Book Synopsis Sorry to Disrupt the Peace by : Patrick Cottrell
Download or read book Sorry to Disrupt the Peace written by Patrick Cottrell and published by McSweeney's. This book was released on 2017-06-24 with total page 161 pages. Available in PDF, EPUB and Kindle. Book excerpt: Helen Moran is thirty-two years old, single, childless, college-educated, and partially employed as a guardian of troubled young people in New York. She’s accepting a delivery from IKEA in her shared studio apartment when her uncle calls to break the news: Helen’s adoptive brother is dead. According to the internet, there are six possible reasons why her brother might have killed himself. But Helen knows better: she knows that six reasons is only shorthand for the abyss. Helen also knows that she alone is qualified to launch a serious investigation into his death, so she purchases a one-way ticket to Milwaukee. There, as she searches her childhood home and attempts to uncover why someone would choose to die, she will face her estranged family, her brother’s few friends, and the overzealous grief counselor, Chad Lambo; she may also discover what it truly means to be alive. A bleakly comic tour de force that’s by turns poignant, uproariously funny, and viscerally unsettling, this debut novel has shades of Bernhard, Beckett and Bowles—and it announces the singular voice of Patty Yumi Cottrell.

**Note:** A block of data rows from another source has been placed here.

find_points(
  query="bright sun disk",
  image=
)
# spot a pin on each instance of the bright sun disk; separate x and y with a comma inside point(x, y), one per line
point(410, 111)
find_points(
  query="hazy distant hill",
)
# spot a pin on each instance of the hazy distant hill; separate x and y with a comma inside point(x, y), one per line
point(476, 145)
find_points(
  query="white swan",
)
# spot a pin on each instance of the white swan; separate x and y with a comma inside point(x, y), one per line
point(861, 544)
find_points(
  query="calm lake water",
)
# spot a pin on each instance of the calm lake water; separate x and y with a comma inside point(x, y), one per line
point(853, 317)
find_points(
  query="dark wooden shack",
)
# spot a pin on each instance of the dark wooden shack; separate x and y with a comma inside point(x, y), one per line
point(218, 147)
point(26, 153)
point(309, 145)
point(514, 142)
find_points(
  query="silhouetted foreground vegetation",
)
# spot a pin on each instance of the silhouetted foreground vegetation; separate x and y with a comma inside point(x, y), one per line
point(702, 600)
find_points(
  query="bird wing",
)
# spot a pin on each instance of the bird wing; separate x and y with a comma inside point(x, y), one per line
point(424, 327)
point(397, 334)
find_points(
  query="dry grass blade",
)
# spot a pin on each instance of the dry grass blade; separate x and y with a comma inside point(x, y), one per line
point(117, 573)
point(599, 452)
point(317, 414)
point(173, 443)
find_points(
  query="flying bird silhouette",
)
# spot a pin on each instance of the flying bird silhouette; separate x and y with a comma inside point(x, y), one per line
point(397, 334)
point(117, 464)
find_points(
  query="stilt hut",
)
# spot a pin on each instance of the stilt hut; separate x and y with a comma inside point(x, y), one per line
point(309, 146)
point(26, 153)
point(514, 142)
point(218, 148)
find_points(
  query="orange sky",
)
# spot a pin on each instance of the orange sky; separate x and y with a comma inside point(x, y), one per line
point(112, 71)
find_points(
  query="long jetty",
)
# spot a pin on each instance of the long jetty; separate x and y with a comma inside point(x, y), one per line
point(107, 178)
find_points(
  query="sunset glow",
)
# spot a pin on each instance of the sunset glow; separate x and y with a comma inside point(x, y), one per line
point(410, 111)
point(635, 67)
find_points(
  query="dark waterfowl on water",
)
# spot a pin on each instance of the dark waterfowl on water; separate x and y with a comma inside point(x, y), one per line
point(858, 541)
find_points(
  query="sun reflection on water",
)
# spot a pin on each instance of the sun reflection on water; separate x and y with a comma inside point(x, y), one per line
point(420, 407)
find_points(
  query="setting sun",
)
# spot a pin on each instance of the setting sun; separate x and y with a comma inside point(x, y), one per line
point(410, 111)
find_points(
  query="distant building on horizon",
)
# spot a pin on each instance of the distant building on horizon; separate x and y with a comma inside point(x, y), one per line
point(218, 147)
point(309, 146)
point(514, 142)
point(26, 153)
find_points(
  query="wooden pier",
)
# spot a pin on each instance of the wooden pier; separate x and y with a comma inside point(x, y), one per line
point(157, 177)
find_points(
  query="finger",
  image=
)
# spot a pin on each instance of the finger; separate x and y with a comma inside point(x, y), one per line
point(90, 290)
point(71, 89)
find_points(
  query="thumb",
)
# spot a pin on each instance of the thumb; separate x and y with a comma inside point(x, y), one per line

Book Synopsis A Reader's Manifesto by : B. R. Myers
Download or read book A Reader's Manifesto written by B. R. Myers and published by Melville House Publishing. This book was released on 2002 with total page 184 pages. Available in PDF, EPUB and Kindle. Book excerpt: Including: A response to critics, and: Ten rules for "serious" writers, the author continues his fight on behalf of the American reader, arguing against pretension in so-called "literary" fiction, naming names and exposing the literary status quo.